Les nazis se sont attaqués en premier lieu aux synagogues. Pour tuer le commandement de ne pas tuer.
Dans la nuit du 9 au 10 novembre 1938 – voici exactement soixante-et-onze ans – le régime nazi déclenche le plus grand pogrom de tous les temps. Les faits sont connus. Il convient pourtant de les rappeler, une fois de plus. Le devoir de mémoire passe par l’exactitude. Ne rien ajouter ni soustraire. Mais tout dire.
Près d'un million de juifs vivent alors au sein du Grand Reich : 300 000 à 400 000 en Allemagne proprement dite ; 350 000 juifs dans l'Autriche annexée au printemps précédent ; 100 000 dans les Sudètes, les régions germanophones de Tchécoslovaquie, incorporées trois semaines plus tôt en vertu des accords de Munich. Le 6 novembre, un juif né et élevé en Allemagne, mais de nationalité polonaise, Herszel Grynszpan, assassine Ernst vom Rath, un conseiller de l’ambassade allemande à Paris. Agé de dix-sept ans, Grynszpan, affirme qu’il entend venger sa famille, qui vient d’être expulsée d’Allemagne et que la Pologne refuse d’accueillir. Selon une autre hypothèse, le jeune homme a peut-être été manipulé par les services secrets allemands.
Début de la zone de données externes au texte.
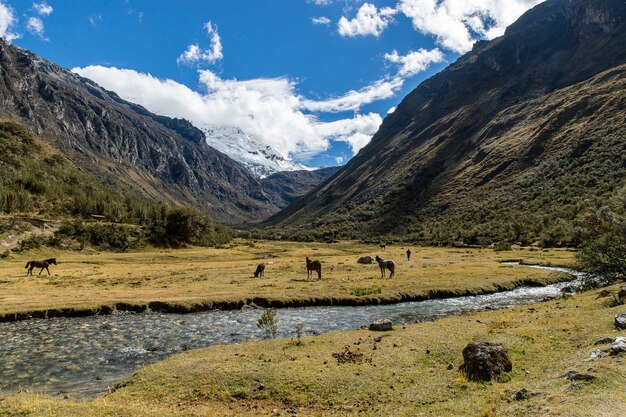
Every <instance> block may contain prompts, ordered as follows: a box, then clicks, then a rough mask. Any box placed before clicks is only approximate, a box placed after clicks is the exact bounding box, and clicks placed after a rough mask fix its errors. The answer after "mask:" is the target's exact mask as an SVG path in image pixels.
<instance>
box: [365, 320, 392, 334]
mask: <svg viewBox="0 0 626 417" xmlns="http://www.w3.org/2000/svg"><path fill="white" fill-rule="evenodd" d="M369 329H370V330H371V331H374V332H386V331H389V330H393V323H392V322H391V320H388V319H385V320H376V321H375V322H373V323H370V325H369Z"/></svg>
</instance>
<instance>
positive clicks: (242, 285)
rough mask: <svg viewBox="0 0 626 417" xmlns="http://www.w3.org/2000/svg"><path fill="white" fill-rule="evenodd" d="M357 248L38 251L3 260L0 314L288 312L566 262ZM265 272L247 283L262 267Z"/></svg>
mask: <svg viewBox="0 0 626 417" xmlns="http://www.w3.org/2000/svg"><path fill="white" fill-rule="evenodd" d="M411 249H412V252H413V254H412V257H411V261H410V262H409V261H407V260H406V255H405V250H406V248H404V247H400V246H387V248H386V249H385V250H380V248H379V247H378V246H371V245H370V246H367V245H361V244H356V243H337V244H313V243H288V242H255V243H252V242H248V241H235V242H233V243H232V244H231V245H229V246H228V247H226V248H222V249H210V248H190V249H183V250H158V249H148V250H145V251H141V252H127V253H114V252H96V251H93V250H84V251H82V252H70V251H66V252H63V251H57V250H54V249H50V250H37V251H31V252H27V253H25V254H18V255H11V256H10V257H8V258H4V259H0V315H2V314H14V313H16V312H32V311H45V310H49V309H70V310H71V309H94V308H98V307H100V306H103V305H115V304H116V303H126V304H130V305H146V304H147V303H149V302H162V303H166V304H167V303H169V304H171V305H180V306H183V307H184V306H189V305H198V304H202V303H205V304H207V303H209V304H210V303H211V302H243V303H245V302H250V301H252V300H254V299H256V301H257V302H259V303H261V302H262V301H263V300H265V301H268V300H269V301H271V302H278V304H277V305H280V303H294V302H295V304H292V305H307V304H315V303H318V304H320V303H322V304H329V303H337V302H340V301H344V302H345V301H346V300H348V301H350V300H357V301H358V302H363V303H369V302H373V303H376V302H379V301H380V300H383V301H400V300H401V299H407V298H413V299H415V298H419V297H427V296H429V294H430V295H433V294H434V295H437V294H439V295H440V296H441V295H448V296H454V295H462V294H477V293H481V292H485V291H494V290H496V289H506V288H513V287H514V286H515V285H519V284H520V283H522V282H541V283H546V282H550V281H553V280H555V279H559V276H558V274H551V273H550V272H546V271H541V270H535V269H530V268H520V267H513V266H507V265H501V264H500V261H502V260H505V259H520V260H523V261H524V262H526V263H537V264H551V265H572V264H573V263H574V256H573V253H572V252H570V251H567V250H550V251H542V250H536V251H530V250H520V249H517V250H514V251H506V252H494V251H493V250H491V249H482V250H480V249H450V248H419V247H413V248H411ZM375 254H380V255H381V256H382V257H384V258H386V259H393V260H395V262H396V264H397V271H396V276H395V277H394V278H393V279H389V278H384V279H381V278H380V272H379V269H378V266H377V265H360V264H357V263H356V261H357V259H358V258H359V257H360V256H363V255H372V256H373V255H375ZM305 256H309V257H310V258H315V259H319V260H320V261H321V263H322V280H320V281H318V280H317V279H314V280H311V281H308V280H307V274H306V268H305ZM50 257H57V259H58V262H59V264H58V265H57V266H54V265H53V266H51V267H50V269H51V272H52V275H50V276H48V275H47V273H46V271H45V270H44V271H43V273H42V275H37V273H38V272H39V270H38V269H36V270H34V274H35V275H34V276H32V277H31V276H26V269H24V265H25V264H26V262H27V261H28V260H31V259H44V258H50ZM261 262H265V263H267V267H266V269H265V275H264V277H262V278H253V272H254V270H255V268H256V265H257V264H258V263H261Z"/></svg>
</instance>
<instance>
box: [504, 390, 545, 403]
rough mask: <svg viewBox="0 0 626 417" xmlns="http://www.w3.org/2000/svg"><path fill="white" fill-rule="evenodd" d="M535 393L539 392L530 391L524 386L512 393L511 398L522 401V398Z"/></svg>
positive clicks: (538, 393) (527, 398)
mask: <svg viewBox="0 0 626 417" xmlns="http://www.w3.org/2000/svg"><path fill="white" fill-rule="evenodd" d="M535 395H539V393H538V392H530V391H528V390H527V389H526V388H522V389H521V390H519V391H517V392H516V393H515V394H513V395H512V396H511V398H513V399H514V400H515V401H522V400H528V399H529V398H531V397H534V396H535Z"/></svg>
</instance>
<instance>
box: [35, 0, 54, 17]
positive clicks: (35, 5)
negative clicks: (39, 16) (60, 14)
mask: <svg viewBox="0 0 626 417" xmlns="http://www.w3.org/2000/svg"><path fill="white" fill-rule="evenodd" d="M33 10H35V12H36V13H37V14H40V15H42V16H49V15H50V14H52V12H53V11H54V9H53V8H52V6H50V5H49V4H48V3H46V2H45V1H44V2H41V3H33Z"/></svg>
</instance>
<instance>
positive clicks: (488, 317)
mask: <svg viewBox="0 0 626 417" xmlns="http://www.w3.org/2000/svg"><path fill="white" fill-rule="evenodd" d="M610 290H611V291H615V290H616V287H612V288H610ZM598 292H599V291H590V292H586V293H581V294H575V295H573V296H569V297H566V298H562V299H559V300H555V301H550V302H545V303H540V304H534V305H530V306H517V307H512V308H509V309H504V310H497V311H482V312H475V313H470V314H465V315H461V316H450V317H446V318H443V319H439V320H436V321H432V322H424V323H417V324H406V325H397V326H396V327H395V329H394V330H393V331H392V332H385V333H374V332H369V331H367V330H355V331H349V332H338V333H337V332H335V333H329V334H325V335H321V336H315V337H313V336H304V337H302V338H301V339H300V340H299V341H298V340H297V339H296V338H295V336H294V337H293V338H292V339H276V340H269V341H261V342H252V343H240V344H236V345H229V346H215V347H211V348H207V349H201V350H192V351H188V352H184V353H182V354H178V355H175V356H172V357H170V358H169V359H167V360H165V361H163V362H159V363H157V364H155V365H152V366H148V367H146V368H144V369H142V370H140V371H138V372H136V373H135V374H134V376H133V377H132V378H131V379H129V380H128V381H126V382H124V383H122V384H119V385H118V386H117V387H116V388H115V389H114V391H113V392H112V393H111V394H109V395H107V396H105V397H101V398H97V399H95V400H90V401H78V402H77V401H73V400H62V399H54V398H50V397H42V396H39V395H33V394H18V395H10V396H5V397H3V398H2V399H1V400H0V414H3V415H4V414H6V415H32V416H45V417H51V416H64V415H77V416H83V415H85V416H86V415H90V416H99V415H107V416H166V415H167V416H170V415H180V416H182V415H185V416H189V415H191V416H195V415H198V416H199V415H224V416H227V415H228V416H231V415H232V416H234V415H237V416H242V415H244V416H253V415H301V416H309V415H310V416H314V415H341V416H344V415H360V416H374V415H398V416H409V415H433V416H452V415H454V416H458V415H463V416H501V415H506V416H527V415H546V416H547V415H550V416H589V415H603V416H621V415H624V414H625V413H626V404H625V403H624V401H623V386H624V384H625V383H626V362H625V361H626V357H624V356H623V355H622V356H620V355H617V356H609V355H606V354H605V355H604V356H603V357H601V358H600V359H597V360H588V359H589V357H590V353H591V352H592V351H594V350H595V349H599V350H606V349H607V346H606V345H595V342H596V341H597V340H599V339H601V338H604V337H613V338H614V337H617V336H619V335H624V332H619V331H617V330H615V328H614V326H613V317H614V315H615V314H617V313H621V312H624V311H626V310H625V308H624V306H618V307H611V302H610V301H611V298H610V297H606V298H599V297H598ZM470 341H490V342H500V343H503V344H504V345H505V346H507V347H508V348H509V352H510V355H511V360H512V362H513V371H512V372H511V373H510V374H509V375H508V376H507V378H505V379H503V380H502V381H500V382H491V383H486V384H485V383H474V382H468V381H467V380H466V379H465V378H464V377H463V376H462V374H461V373H460V372H459V371H458V367H459V366H460V364H461V363H462V356H461V351H462V349H463V347H464V346H465V345H466V344H467V343H468V342H470ZM339 358H344V359H345V358H348V359H350V360H348V361H347V362H346V361H341V360H339ZM570 370H578V371H580V372H585V373H589V374H591V375H593V376H594V377H595V378H594V379H593V380H592V381H588V382H580V381H579V382H578V383H577V384H576V385H574V384H571V383H570V382H569V381H566V380H565V379H564V378H562V376H563V375H564V374H566V373H567V372H568V371H570ZM523 388H525V389H526V390H528V392H531V393H536V395H530V396H529V398H528V399H525V400H515V399H513V396H514V394H515V393H516V392H518V391H520V390H521V389H523Z"/></svg>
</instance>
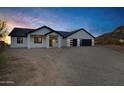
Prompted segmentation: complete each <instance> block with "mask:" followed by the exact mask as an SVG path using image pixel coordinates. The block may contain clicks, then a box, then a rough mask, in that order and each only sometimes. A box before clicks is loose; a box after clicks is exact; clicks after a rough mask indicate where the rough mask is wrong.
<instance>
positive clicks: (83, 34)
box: [66, 30, 94, 47]
mask: <svg viewBox="0 0 124 93" xmlns="http://www.w3.org/2000/svg"><path fill="white" fill-rule="evenodd" d="M71 39H77V40H78V45H77V46H79V42H80V39H92V46H94V38H93V37H92V36H91V35H89V34H88V33H86V32H85V31H83V30H81V31H79V32H77V33H74V34H72V35H71V36H69V37H67V40H66V41H67V42H66V45H67V47H70V40H71Z"/></svg>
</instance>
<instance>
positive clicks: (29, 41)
mask: <svg viewBox="0 0 124 93" xmlns="http://www.w3.org/2000/svg"><path fill="white" fill-rule="evenodd" d="M30 39H31V37H30V35H28V36H27V48H28V49H30Z"/></svg>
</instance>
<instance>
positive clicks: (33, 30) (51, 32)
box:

Le 9 novembre au soir, selon un plan préétabli, des foules encadrées par les militants nazis incendient toutes les synagogues du Reich, pillent et vandalisent tous les commerces juifs, et se livrent à des voies de fait contre des juifs des deux sexes sortis de leur lit. Ces brutalités se prolongent jusqu'au matin. On compte près de cent morts, des milliers de blessés, de nombreux viols. La police ou les pompiers reçoivent l’ordre de « ne pas s’opposer à la colère du peuple ».
Au petit matin, la Gestapo incarcère plusieurs dizaines de milliers de juifs dans des camps de concentration, sous prétexte d’ « atteinte à l’ordre public ». Les jours suivants, les institutions communautaires juives sont démantelées, et la communauté juive allemande est soumise à une amende collective d’un milliard de Reichsmarks.
Les nazis ont en fait procédé à deux expérimentations. Ils ont voulu savoir jusqu’où pouvaient aller la passivité ou la complicité du peuple allemand. Et comment réagirait le reste du monde. Le résultat, sur les deux points, leur a donné satisfaction.
La plupart des Allemands désapprouvent les violences, mais surtout par crainte dedébordements pouvant toucher les non-juifs. Une minorité substantielle soutient les violences et les pillages, et y participe même avec jubilation.
Les réactions internationales sont presque inexistantes. Dans les pays démocratiques occidentaux, on s’indigne pendant quelques jours. Mais on se refuse, ensuite, à prendre la moindre mesure concrète en faveur des juifs germaniques. Ou des sept ou huit millions de juifs de Pologne, de Roumanie, de Hongrie, d’Italie, des Balkans ou des pays baltes, désormais directement menacés. Les Etats-Unis refusent d’élargir leurs quotas d’immigration. La Grande-Bretagne, par le Livre blanc de 1939, ferme le Foyer national juif de Palestine à d’éventuels réfugiés.
Pour Hitler et son entourage, l’affaire est donc entendue. Ils peuvent tuer les juifs, jusqu’au dernier. Mais pourquoi un tel mégameurtre ? Dans quel intérêt ?
Là encore, la réponse se trouve dans la Nuit de Cristal, son déroulement, ses cibles. Les nazis se sont attaqués en premier lieu aux synagogues. Parce que celles-ci représentaient l’essentiel du judaïsme : une loi morale universelle, dont procédaient la civilisation judéo-chrétienne et la civilisation européenne moderne. Tuer les juifs, ce n’était pas seulement, pour eux, s’en prendre à une minorité, à une « différence » : c’était tuer le commandement de ne pas tuer, que les juifs avaient transmis au monde.
N’oublions pas le 9 novembre 1938. Une date cruciale pour le peuple juif. Et pour tous les hommes.